Drawings and sketches play an important role in developing, solving and communicating system models.  Drawings and sketches typically start simple in character (simple block diagrams) through to increasingly complex process flow diagrams (PFDs) and piping & instrumentation drawings (P&ID).  Block, PFD and P&IDs are all symbolic representations of the setting.  Real (or realistic) 3D representations of the physical setting play an important role as the system model complexity ventures into computational fluid dynamics.  Symbolic and real drawings can both start simplistic and can grow to capture more details as the work progresses.

Block diagrams are simple boxes and they are not intended to convey the nature of the system within the box.  In some cases, a single block (or box) is used to represent the whole system and can be valuable to convey the NET result of the system.  Meaning what are the overall inputs to a system and the resulting overall outputs.  Block diagrams with multiple blocks provided what parts of the system are connected to other parts.  Meaning what are the flow paths (mass and energy) through the system.  

Process Flow Diagrams (PFDs) replace the boxes in Block Diagrams with symbols that communicate the nature of the unit being represented.  In some cases, the symbols are generic (“a pump”) and in other cases the symbol is representative of a quite specific type of unit (“a centrifugal pump”).  Typically PFDs have greater detail than provided in a Block Diagram.  There are some broadly accepted and used conventions around symbol usage; however, it is necessary to recognize that these are always known or followed and there are differences from sector to sector or from company to company.  

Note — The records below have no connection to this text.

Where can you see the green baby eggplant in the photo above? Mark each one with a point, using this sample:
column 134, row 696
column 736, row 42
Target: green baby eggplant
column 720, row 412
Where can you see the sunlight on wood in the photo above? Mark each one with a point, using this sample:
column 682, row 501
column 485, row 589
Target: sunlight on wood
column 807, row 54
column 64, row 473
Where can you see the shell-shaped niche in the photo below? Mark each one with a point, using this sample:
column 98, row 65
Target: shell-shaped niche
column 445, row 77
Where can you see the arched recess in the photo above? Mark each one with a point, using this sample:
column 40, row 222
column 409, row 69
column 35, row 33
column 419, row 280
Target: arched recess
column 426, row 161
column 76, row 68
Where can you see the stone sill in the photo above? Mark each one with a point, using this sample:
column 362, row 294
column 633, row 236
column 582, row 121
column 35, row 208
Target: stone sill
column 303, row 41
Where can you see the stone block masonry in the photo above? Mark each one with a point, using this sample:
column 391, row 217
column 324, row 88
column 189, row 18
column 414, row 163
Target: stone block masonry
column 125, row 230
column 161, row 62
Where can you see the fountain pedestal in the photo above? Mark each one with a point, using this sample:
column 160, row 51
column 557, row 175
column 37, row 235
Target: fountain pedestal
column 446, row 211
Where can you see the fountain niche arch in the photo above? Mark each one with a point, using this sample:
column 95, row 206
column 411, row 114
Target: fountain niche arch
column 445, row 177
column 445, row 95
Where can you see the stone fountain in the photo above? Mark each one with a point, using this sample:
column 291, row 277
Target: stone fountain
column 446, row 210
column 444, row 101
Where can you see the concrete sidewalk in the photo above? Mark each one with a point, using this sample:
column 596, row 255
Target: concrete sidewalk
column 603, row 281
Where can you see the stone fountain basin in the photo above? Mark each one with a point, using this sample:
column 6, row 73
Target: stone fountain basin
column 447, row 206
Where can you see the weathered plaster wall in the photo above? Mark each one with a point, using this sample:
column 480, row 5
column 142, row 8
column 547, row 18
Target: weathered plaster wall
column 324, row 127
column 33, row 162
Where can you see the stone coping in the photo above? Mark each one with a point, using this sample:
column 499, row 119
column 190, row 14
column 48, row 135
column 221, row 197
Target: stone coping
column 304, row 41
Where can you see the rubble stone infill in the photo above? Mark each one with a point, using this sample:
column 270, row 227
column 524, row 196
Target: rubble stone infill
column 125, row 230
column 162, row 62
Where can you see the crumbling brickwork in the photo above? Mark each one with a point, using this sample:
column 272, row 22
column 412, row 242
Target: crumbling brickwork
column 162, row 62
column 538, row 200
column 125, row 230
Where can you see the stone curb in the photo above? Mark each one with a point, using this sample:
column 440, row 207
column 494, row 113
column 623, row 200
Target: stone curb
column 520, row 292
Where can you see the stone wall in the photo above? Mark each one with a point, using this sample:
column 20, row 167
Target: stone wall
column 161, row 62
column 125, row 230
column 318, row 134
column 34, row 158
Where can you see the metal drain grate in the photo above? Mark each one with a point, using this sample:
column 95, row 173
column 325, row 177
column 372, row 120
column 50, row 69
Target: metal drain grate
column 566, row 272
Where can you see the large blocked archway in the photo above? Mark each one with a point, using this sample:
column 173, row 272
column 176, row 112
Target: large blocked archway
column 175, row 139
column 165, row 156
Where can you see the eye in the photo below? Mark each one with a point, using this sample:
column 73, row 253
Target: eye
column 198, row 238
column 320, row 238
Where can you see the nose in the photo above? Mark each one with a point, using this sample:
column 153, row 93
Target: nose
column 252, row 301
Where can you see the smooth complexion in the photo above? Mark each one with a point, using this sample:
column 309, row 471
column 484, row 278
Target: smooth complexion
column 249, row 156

An important element of Block diagrams and PFDs is a supporting data table.  The data table has a column element of the drawing (both units and lines between units) and a row for each possible descriptor of interest.  Common descriptors include temperature, pressure, state, concentrations of elements and compounds, mass or molar flows of elements and compounds, energy or thermodynamic values (enthalpy, entropy etc.).  The data table aids model development (organizing known and unknowns etc.) and effectively communicates the final system description.

Piping & Instrumentation Diagrams (P&IDs) include another level of detail beyond the PFD.  The details include all of the sensors and the corresponding control connection representations.  The symbols for different sensors and control functions also follow conventions but also have the same variability in usage that is true for PFD symbols.